In the blender, combine:
1 cup mango juice
1 cup hoisin sauce
1/4 cup soy sauce
2 tablespoons Balsamic vinegar
2 tablespoons tamarind pulp
1 tablespoon minced fresh ginger
1 tablespoon minced fresh garlic
1 teaspoon sriracha
1/2 teaspoon ground cinnamon
Blend until you have a reasonably smooth liquid. Cut two racks of baby back ribs into sections of 3 to 4 ribs each; this makes serving a whole lot easier.
Place the ribs into an ovenproof dish large enough to hold them in one layer.
Pour the sauce over the ribs.
Gently turn the ribs, making sure that they are well coated with the sauce on all sides.
Spread them out into a single layer again.
Cover the dish with foil and place into a 325F oven.
Bake for 2 - 3 hours. Check to see how tender the meat is, placing the ribs back into the oven, covered, to cook for longer if necessary. When the meat is tender, and almost falling off the bone, remove the foil and place back into the oven to crisp up a bit.
I served the ribs with coconut rice, and fresh asparagus. The remaining sauce was drizzled over the ribs and rice. Have a lot of napkins ready, and don't be afraid to use your fingers and make a mess!
- Even though there is a fair amount of sugar in this sauce, between the mango juice and the hoisin sauce, the sweetness is well balanced by the salty soy sauce, the acidic vinegar and the citrusy tamarind.
- Any type of tropical juice can be used...guava, papaya, passionfruit, pineapple. A blend of juices can also be used.
- I had finished my tamarind concentrate and when I went to buy more, the store I was at only had tamarind pulp in stock. If you use pulp, make sure there are no seeds or pieces of pod in it before blending it. If you use concentrate then you can use half the amount of tamarind called for in the recipe. You will also have a smoother sauce, and it can be whisked together by hand instead of blended.
- Tamarind pulp can be stored well wrapped at room temperature, in the fridge or in the freezer. Tamarind concentrate should be stored in the fridge once it has been opened. It lasts indefinitely.
- I prefer to use tamari soy sauce, as I find the flavour more pleasing. It has been aged, or fermented, and tends to have a softer, less salty taste. It is also often gluten free, whereas regular soy sauce often contains gluten.
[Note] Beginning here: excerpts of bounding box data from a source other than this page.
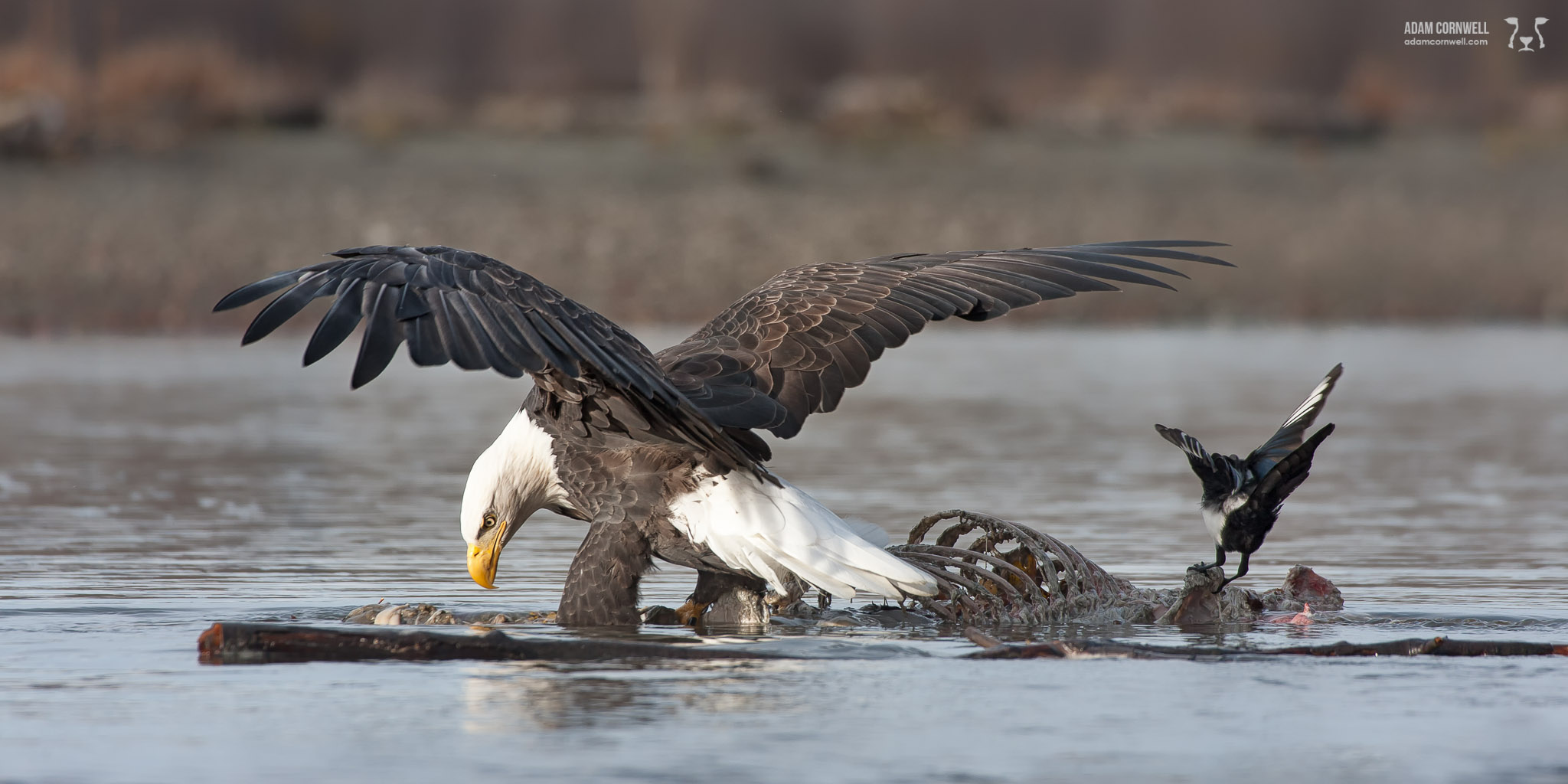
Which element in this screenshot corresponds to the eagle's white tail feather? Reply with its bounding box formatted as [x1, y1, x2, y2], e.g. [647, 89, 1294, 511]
[669, 470, 936, 599]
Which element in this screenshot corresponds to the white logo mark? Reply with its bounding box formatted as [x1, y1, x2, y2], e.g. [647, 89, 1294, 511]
[1504, 15, 1546, 52]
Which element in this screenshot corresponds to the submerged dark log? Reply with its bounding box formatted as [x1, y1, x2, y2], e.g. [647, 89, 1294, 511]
[198, 622, 792, 665]
[965, 630, 1568, 662]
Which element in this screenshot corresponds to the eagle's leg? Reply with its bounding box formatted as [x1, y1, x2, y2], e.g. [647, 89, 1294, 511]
[1191, 544, 1246, 577]
[557, 522, 654, 626]
[676, 569, 766, 626]
[1214, 552, 1253, 593]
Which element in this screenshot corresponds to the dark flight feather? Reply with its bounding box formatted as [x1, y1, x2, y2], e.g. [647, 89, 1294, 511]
[215, 247, 770, 477]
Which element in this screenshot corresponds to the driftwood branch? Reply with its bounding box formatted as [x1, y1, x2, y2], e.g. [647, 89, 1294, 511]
[198, 622, 1568, 665]
[196, 622, 793, 665]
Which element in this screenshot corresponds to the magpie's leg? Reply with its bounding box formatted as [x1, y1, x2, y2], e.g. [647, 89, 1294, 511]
[1214, 552, 1253, 593]
[1191, 544, 1224, 573]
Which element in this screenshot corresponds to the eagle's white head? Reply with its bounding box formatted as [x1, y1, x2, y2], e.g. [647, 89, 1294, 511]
[458, 411, 570, 588]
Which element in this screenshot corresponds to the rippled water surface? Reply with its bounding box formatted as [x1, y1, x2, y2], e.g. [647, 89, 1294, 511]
[0, 325, 1568, 782]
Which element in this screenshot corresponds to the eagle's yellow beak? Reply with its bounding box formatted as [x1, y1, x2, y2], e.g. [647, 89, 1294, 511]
[469, 536, 501, 588]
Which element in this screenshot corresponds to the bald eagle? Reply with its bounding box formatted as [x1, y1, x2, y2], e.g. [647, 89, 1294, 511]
[215, 240, 1230, 626]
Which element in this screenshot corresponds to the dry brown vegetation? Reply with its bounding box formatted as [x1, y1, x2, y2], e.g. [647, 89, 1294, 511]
[0, 133, 1568, 334]
[0, 0, 1568, 332]
[0, 0, 1568, 155]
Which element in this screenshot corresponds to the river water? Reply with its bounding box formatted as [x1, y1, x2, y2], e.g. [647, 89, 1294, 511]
[0, 325, 1568, 782]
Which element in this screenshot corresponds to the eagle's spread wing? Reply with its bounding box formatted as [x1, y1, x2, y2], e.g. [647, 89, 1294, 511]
[1246, 364, 1345, 477]
[658, 240, 1231, 437]
[215, 247, 765, 475]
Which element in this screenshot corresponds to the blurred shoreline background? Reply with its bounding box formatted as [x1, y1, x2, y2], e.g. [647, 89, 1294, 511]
[0, 0, 1568, 334]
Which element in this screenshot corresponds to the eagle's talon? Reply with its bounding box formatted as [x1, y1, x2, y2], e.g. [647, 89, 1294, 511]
[676, 599, 707, 626]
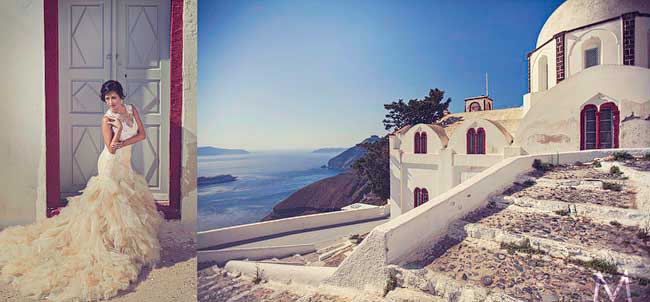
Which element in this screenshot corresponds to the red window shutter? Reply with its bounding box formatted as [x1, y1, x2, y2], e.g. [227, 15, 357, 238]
[580, 105, 599, 150]
[420, 132, 427, 154]
[476, 128, 485, 154]
[413, 188, 420, 208]
[596, 102, 620, 149]
[467, 128, 476, 154]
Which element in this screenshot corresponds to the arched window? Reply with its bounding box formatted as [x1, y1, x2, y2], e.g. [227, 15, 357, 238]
[469, 102, 481, 112]
[420, 189, 429, 204]
[413, 188, 429, 208]
[467, 128, 476, 154]
[476, 128, 485, 154]
[585, 47, 600, 68]
[420, 132, 427, 154]
[580, 105, 598, 150]
[580, 102, 620, 150]
[598, 103, 619, 149]
[537, 56, 548, 91]
[413, 188, 421, 208]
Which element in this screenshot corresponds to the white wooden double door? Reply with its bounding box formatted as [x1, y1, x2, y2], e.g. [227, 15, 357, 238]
[58, 0, 170, 200]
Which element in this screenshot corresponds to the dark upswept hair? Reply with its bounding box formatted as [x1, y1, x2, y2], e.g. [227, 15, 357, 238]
[100, 80, 126, 103]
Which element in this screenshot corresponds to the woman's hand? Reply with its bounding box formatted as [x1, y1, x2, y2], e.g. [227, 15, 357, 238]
[111, 142, 122, 150]
[106, 117, 122, 130]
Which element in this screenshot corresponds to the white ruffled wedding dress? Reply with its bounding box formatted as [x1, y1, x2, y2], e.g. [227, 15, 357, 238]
[0, 105, 163, 301]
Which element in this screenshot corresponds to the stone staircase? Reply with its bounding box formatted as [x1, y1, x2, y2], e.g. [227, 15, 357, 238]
[387, 158, 650, 301]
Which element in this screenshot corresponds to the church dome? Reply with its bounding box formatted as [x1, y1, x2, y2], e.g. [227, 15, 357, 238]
[537, 0, 650, 47]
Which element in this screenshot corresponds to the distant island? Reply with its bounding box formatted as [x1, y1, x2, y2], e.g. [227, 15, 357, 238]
[311, 148, 347, 153]
[196, 174, 237, 186]
[197, 146, 250, 156]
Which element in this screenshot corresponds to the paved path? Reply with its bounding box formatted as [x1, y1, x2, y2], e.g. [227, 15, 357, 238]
[213, 217, 388, 249]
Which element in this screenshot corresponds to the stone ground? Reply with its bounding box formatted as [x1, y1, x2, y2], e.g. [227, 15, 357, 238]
[398, 158, 650, 302]
[198, 233, 384, 302]
[198, 266, 384, 302]
[0, 221, 197, 302]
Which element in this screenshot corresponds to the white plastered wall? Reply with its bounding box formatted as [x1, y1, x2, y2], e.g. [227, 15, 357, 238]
[634, 16, 650, 68]
[530, 40, 557, 93]
[514, 65, 650, 154]
[181, 0, 198, 234]
[0, 1, 46, 227]
[400, 124, 446, 154]
[565, 19, 623, 79]
[448, 119, 512, 156]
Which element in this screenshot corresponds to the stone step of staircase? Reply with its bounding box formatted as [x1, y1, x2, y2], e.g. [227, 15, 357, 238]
[459, 206, 650, 258]
[509, 177, 636, 209]
[450, 221, 650, 280]
[492, 196, 650, 226]
[412, 237, 650, 301]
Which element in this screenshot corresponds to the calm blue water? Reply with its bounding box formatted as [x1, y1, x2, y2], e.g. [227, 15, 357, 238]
[198, 151, 339, 231]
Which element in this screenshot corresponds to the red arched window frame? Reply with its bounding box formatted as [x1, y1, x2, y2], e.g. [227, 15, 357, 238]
[467, 128, 476, 154]
[474, 128, 485, 154]
[597, 102, 620, 149]
[468, 102, 481, 112]
[413, 188, 420, 208]
[420, 132, 427, 154]
[580, 105, 598, 150]
[420, 189, 429, 204]
[580, 102, 620, 150]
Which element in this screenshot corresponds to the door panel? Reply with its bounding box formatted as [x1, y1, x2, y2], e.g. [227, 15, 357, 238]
[116, 0, 170, 200]
[59, 0, 170, 200]
[59, 0, 111, 197]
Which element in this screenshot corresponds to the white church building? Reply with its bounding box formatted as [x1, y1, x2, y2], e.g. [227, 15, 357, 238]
[388, 0, 650, 217]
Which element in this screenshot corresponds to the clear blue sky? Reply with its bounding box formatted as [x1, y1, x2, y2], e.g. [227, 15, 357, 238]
[198, 0, 562, 150]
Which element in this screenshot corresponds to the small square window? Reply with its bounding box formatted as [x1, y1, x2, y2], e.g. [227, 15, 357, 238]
[585, 48, 600, 68]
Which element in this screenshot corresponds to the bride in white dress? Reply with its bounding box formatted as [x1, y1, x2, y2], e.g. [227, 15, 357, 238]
[0, 81, 162, 301]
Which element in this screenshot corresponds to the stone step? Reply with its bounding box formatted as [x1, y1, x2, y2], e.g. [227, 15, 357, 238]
[460, 206, 650, 258]
[450, 222, 650, 279]
[537, 163, 621, 181]
[384, 288, 447, 302]
[416, 238, 650, 301]
[492, 196, 650, 226]
[506, 178, 636, 209]
[386, 266, 523, 302]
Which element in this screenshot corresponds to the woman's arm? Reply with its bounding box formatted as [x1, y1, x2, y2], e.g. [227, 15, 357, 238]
[120, 105, 147, 147]
[102, 116, 122, 154]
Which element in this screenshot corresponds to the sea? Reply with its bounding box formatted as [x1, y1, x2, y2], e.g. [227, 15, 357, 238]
[198, 150, 341, 231]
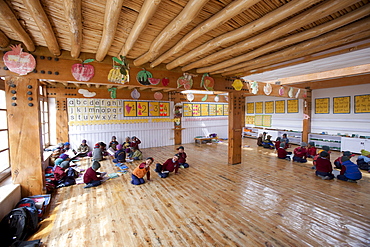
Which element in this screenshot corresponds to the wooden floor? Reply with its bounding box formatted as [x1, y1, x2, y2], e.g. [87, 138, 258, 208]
[32, 139, 370, 247]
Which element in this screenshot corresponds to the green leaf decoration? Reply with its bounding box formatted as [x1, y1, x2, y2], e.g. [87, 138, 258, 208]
[82, 58, 95, 63]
- Sambal oelek can be used instead of sriracha; crushed dried chilies can also be used. The amount of heat in your sauce depends on what you like, so adjust it accordingly.
- The cinnamon adds a bit of sweetness to the sauce. Other spices that would work well are Chinese five spice or star anise.
- If you like a lot of sauce with your rice, double the recipe.
- The ribs can be marinated overnight in the sauce, before baking them. If you choose to do this, make sure that any marinade gets well cooked before being used as a sauce....either in the oven with the ribs, or brought to a boil in a pot.
- Once the meat is tender, the ribs can be finished off on the barbecue. Save the sauce and use it to baste them as they finish cooking.
- If you happen to have leftovers, pull the meat off the bones and use it to stuff wraps, to top pizza or to make stirfried rice or noodles.
- I used baby back ribs, but any type of rib can be used. If you choose to use country style ribs, I recommend marinating them overnight as there is a lot more meat that needs tenderizing.